I was actually touched by the idea that a state government, not exactly known for their generosity, would allow this simple treat. Oh, and by the way, anyone objecting to the nutritional value, considering we are talking about FOOD stamps.....take a look at what is already permitted to buy with them. Much of it is garbage. If a nutritional expert was to decide what was permitted, and what wasn't, chocolate would be in, and much of the crap would be out. But governments have never been in the business of ensuring that people get good nutrition, despite their claims. All they have ever done is stop people actually starving to death. Malnutrition is allowed.
Finally, when all is said and done, no matter what you think about poor people, whether you are one yourself or not, whether you think they are all parasites or not, this is about their kids. If children are not the innocent parties here then nobody is. They have no say in the matter about their family's income.
Even this is not my main point. My point is that it is OK to decide for yourself that you don't need Easter Baskets, but it's not OK to force that opinion onto others. This is the bigger issue. This is the attitude of those right-wing types that I cannot stomach. This lack of compassion, the inability or unwillingness to put themselves in the shoes of others. Especially when they claim to be Christian, and forget simple ideas like "There, but for the grace of God, go I". They forget to be their brother's keeper. They conveniently forget so many aspects of their own religion that ask them to help the poor without judging them or placing conditions on them.
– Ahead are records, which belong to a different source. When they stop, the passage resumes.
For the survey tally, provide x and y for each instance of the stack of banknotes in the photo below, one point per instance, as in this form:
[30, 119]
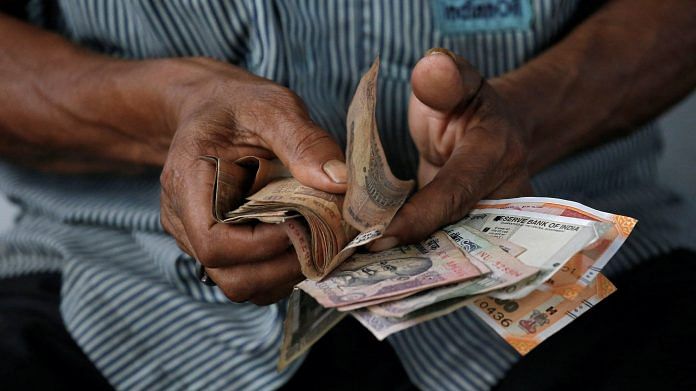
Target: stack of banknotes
[526, 266]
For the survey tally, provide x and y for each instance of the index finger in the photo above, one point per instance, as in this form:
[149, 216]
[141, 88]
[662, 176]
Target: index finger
[216, 244]
[475, 168]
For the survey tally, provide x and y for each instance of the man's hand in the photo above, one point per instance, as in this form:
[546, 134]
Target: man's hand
[229, 113]
[470, 145]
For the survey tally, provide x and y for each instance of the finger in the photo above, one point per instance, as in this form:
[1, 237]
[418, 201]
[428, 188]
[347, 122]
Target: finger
[474, 169]
[443, 85]
[312, 155]
[517, 186]
[426, 172]
[213, 243]
[443, 81]
[258, 280]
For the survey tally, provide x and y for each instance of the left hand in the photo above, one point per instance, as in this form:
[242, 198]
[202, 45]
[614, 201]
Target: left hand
[471, 147]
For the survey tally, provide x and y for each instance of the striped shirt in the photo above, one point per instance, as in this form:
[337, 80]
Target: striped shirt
[130, 297]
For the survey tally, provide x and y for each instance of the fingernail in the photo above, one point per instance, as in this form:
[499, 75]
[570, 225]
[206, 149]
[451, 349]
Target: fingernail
[336, 170]
[384, 243]
[432, 51]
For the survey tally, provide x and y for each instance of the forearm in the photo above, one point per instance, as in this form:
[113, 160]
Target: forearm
[618, 69]
[62, 105]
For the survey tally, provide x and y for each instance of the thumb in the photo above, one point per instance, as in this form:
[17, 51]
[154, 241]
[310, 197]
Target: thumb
[311, 154]
[443, 81]
[443, 86]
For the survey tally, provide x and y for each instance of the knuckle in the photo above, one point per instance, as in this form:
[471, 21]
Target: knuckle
[206, 254]
[463, 194]
[308, 139]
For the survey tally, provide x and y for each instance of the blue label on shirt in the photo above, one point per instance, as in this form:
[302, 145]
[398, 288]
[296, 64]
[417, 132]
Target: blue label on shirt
[469, 16]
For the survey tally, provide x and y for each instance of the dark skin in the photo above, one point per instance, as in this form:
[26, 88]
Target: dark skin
[65, 109]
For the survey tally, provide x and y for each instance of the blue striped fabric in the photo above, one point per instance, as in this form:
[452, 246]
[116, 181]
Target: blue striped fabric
[131, 299]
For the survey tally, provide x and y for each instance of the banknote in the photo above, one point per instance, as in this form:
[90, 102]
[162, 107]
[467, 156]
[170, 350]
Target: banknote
[506, 270]
[367, 277]
[325, 229]
[550, 240]
[305, 323]
[584, 266]
[523, 323]
[383, 326]
[526, 322]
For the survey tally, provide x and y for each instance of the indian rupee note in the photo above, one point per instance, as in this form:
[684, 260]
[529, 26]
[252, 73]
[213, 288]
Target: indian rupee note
[305, 323]
[367, 277]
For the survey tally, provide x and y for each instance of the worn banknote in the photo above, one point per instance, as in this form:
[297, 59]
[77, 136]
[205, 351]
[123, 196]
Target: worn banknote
[368, 277]
[527, 322]
[305, 323]
[550, 241]
[324, 228]
[506, 270]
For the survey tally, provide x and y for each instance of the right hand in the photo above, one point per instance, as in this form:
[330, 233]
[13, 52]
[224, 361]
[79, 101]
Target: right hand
[224, 111]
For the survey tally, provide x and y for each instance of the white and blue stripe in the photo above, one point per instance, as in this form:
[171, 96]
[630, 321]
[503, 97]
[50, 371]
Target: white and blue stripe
[131, 299]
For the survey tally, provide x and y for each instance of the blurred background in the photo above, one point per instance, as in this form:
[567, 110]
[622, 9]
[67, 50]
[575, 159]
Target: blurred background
[677, 168]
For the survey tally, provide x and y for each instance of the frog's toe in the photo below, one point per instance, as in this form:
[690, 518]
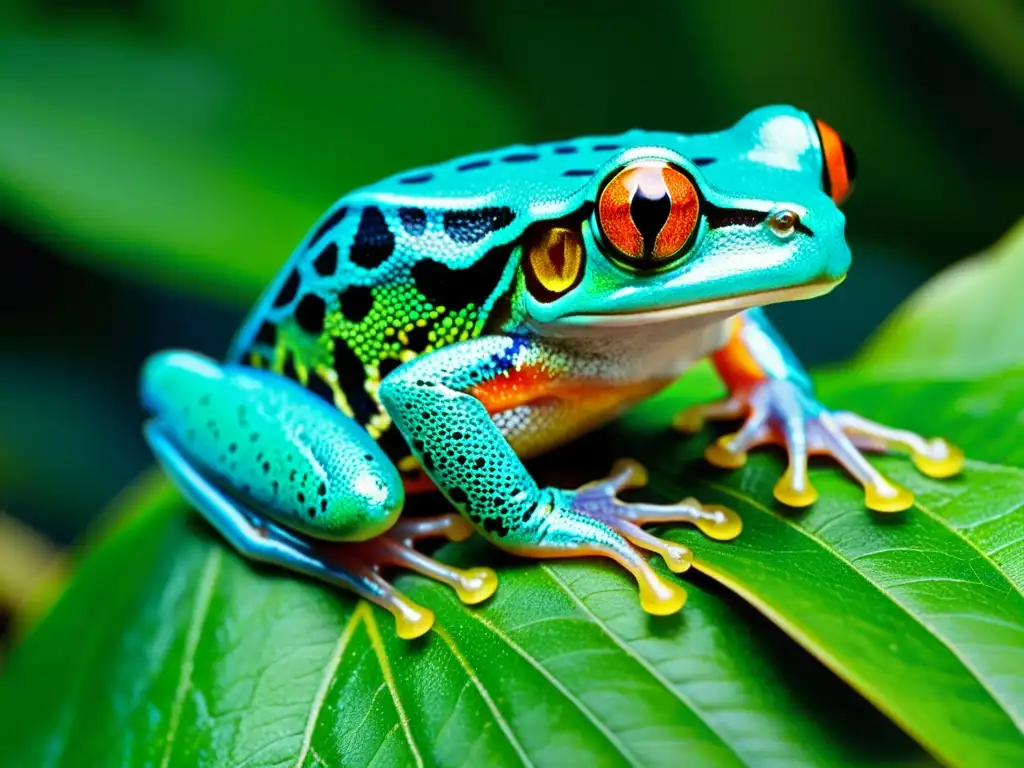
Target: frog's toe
[881, 494]
[395, 549]
[934, 458]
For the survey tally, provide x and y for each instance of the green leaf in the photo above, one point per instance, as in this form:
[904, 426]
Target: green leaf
[923, 613]
[170, 649]
[967, 322]
[200, 158]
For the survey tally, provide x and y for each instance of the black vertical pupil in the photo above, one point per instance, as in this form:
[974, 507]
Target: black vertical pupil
[649, 210]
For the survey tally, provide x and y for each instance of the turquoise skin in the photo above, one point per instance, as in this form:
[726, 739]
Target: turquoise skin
[438, 327]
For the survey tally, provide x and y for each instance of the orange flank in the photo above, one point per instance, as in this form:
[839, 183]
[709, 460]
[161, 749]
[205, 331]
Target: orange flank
[836, 170]
[531, 383]
[735, 364]
[581, 406]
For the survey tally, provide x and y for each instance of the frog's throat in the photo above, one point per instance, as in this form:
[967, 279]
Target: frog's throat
[727, 305]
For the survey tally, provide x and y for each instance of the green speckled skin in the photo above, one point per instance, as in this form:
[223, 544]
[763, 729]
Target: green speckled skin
[454, 320]
[284, 451]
Then they look down their noses at us unbelievers. OK.
I will now allow for the fact that the people in the discussion I witnessed, which seemed narrow-minded, uncaring, and uncharitable, are just stupid. That's a harsh word, but there it is. Stupidity is defined as not only not knowing/understanding, but not trying to. And because I would be just as stupid if I didn't allow for the fact that they may be stupid, if you see what I mean, that is the kindest thing I can say. Calling somebody stupid isn't usually considered kind, but I will go further and say, perhaps they can't help it. Perhaps they were raised that way and got bogged down in a culture of the same. Perhaps their lesson is yet to come. Perhaps if I painstakingly explained it to them, they'd get it. Perhaps.
It's obvious to any casual observer that I have a touch of the bleeding heart about me, but I believe that's what happens if you look at all the possibilities. I tend to place altruism above just about anything else, even when at my most cynical, because that's just how I roll. I don't expect everyone else to do so, although it would be nice, but we're all different, and some movers and shakers (that the world needs) achieve stuff that ultimately benefits others despite their personal greed and selfishness, and that's how the world works. It's a funny old world.
I'm just saying that that was quite long enough for that experiment.